I love it when poet Abbie Normal sends me emails. I especially love it when she sends me emails with new poetry in them. Which brings us to what’s below: “Automatic Weapon One” and “Automatic Weapon Two” by my favorite poet. Enjoy. -J.
“Automatic Weapons One” by Abbie Normal
Race of thieves, ripped out eyes, suck suck goes the poison. Blanched face immaculate torn to ribbons. Eating whatever’s in sight. The flow of mucus like the Rio Grande. Hate of green. Love of red. Tonsils twitch waiting for the scalpel. The earth roars. The lion’s dead in the MGM studio, prop for an old b movie. Where is love, Christ? Where is love?
The flame spits hopeful on my altar. Lighting hope of faith or survival. Cigarette and cigarette. My rosary slippery between my fingers and opposable thumb. Rip rip rip. The night like sewer. Hate is overtaking. What is it winning? Calloused feet rub like doves. The feet are waiting for the march, a thin line that may never come. Where is love, Christ? Where is love?
Artery gunshot. The bullets piss from the ocean, the opposite of growth. High on nicotine and coffee. The slugs pummel drool of doorways. Spit spit the sky. Torch the sky. Praise the sky. Tears streaming down my face, hopeless and helpless. I pray to Mary, intercede before cataclysm. Your son is slumped like a drunk against a crucifix bus stop. The fire, Elohim, the fire. Where is love Christ? Where is love?
Weeping now, Goddess, middle aged belly sour. My skull crushed by gravity. Having trouble breathing. Choke of cloud, snivel of gore. Hate the man who rules. When will we have Satan behind us, never for he is within us. This terror, this constant terror. Out of the mind is out of my mind. Hyperventilating. Gasping. The fish and bread are not enough to feed us all. When will we SCREAM Elohim? Where is love Christ, where is love?
“Automatic Weapons Two” by Abbie Normal
Slouching toward defeat, tears like snot on a rain splattered leaf. Eat the poison. Eat the apple. Knowledge like shame and crotch covered with fig leaves. What do you want to teach me, Eve? Adam was a coward, only you tamed the serpent. Rickety old porch memories, binge of joy and pain. The stomach sour, throat choked with ash. Dollars slipped under mattresses of the swine. They’ll eat you alive, your screams like mating calls. I’ve never defended this country with a gun. Does that make me a coward? Yes. I’ve defended liberty with a pen. Does that make me a coward? Yes.
Blue skies with airplane wounds. The sirens screech every fifteen minutes. Gated community. High rise building. The twin towers of high desert. Pictures hang the walls with nooses, what the subject is I’m unsure. Why do I hate, Elohim? Because I am a human.
Reading and rereading the books of the old testament. They had some good points, now used for murder. Catering to my dog’s wishes I grip her shit with my right hand, cigarette in the other. The darkness of a fall day. Walt Whitman was the only true American poet. I ripped that off from another writer. My opinions the same as everybody else’s. Reading Proust, not caring if I finish it. Hands type, heart relaxes. My girlfriend interrupts with her jolly demeanor, and the narcissism is tamed for a bit. I hate a lot of people. My mother tried to tame this out of me, but I never learned my lesson. She always suggested I read the book of Job. And three decades later I am stilled covered in boils.

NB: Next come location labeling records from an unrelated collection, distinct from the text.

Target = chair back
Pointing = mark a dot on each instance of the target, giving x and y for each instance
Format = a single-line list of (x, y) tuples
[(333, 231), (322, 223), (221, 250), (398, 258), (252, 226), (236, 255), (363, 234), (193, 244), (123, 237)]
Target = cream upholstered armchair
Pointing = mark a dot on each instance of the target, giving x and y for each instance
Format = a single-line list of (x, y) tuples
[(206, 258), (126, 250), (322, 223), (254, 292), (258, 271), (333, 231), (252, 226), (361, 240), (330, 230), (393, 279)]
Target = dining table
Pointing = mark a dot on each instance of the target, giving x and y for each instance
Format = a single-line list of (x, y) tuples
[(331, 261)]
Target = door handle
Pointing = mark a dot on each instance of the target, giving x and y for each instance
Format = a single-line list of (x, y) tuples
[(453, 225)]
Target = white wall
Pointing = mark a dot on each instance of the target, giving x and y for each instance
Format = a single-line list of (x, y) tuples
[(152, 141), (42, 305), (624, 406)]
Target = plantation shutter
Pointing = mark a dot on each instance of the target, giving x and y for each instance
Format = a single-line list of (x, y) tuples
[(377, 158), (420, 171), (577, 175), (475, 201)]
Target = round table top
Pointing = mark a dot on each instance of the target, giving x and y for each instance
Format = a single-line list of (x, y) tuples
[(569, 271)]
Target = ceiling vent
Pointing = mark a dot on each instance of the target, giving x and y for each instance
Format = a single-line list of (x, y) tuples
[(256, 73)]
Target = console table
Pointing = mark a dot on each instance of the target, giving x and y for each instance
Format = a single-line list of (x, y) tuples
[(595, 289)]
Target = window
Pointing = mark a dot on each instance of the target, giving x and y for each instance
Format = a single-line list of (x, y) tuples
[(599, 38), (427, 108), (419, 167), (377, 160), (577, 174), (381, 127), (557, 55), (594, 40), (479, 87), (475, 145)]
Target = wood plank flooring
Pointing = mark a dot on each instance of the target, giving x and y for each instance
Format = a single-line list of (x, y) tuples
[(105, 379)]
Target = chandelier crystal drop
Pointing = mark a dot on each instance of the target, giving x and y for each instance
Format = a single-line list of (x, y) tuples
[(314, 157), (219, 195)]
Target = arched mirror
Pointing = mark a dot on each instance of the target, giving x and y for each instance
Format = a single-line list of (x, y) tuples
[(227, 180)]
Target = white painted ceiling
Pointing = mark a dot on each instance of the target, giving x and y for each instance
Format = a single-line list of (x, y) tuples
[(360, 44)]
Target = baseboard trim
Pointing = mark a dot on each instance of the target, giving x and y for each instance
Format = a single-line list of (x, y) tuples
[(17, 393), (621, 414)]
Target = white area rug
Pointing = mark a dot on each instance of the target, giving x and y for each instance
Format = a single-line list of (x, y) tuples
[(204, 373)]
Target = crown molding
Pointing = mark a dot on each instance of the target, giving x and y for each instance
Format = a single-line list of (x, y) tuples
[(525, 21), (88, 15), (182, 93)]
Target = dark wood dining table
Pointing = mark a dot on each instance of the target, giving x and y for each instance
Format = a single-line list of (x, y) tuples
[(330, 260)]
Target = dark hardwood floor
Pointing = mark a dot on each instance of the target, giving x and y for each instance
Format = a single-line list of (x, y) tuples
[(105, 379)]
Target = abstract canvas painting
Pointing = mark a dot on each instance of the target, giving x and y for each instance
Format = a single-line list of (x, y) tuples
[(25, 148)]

Country music blurts from a plastic microchip, or maybe a metal microchip, I don’t know a thing about science and don’t really care. Artaud beckons. I will not follow in his footsteps. The theatre of cruelty is all around. I don’t have to write a new play, or make a painting or write a poem. But I will, until the apple is stuffed in my mouth like a pig’s corpse resting before the king. I’ll spit it dead in his eye.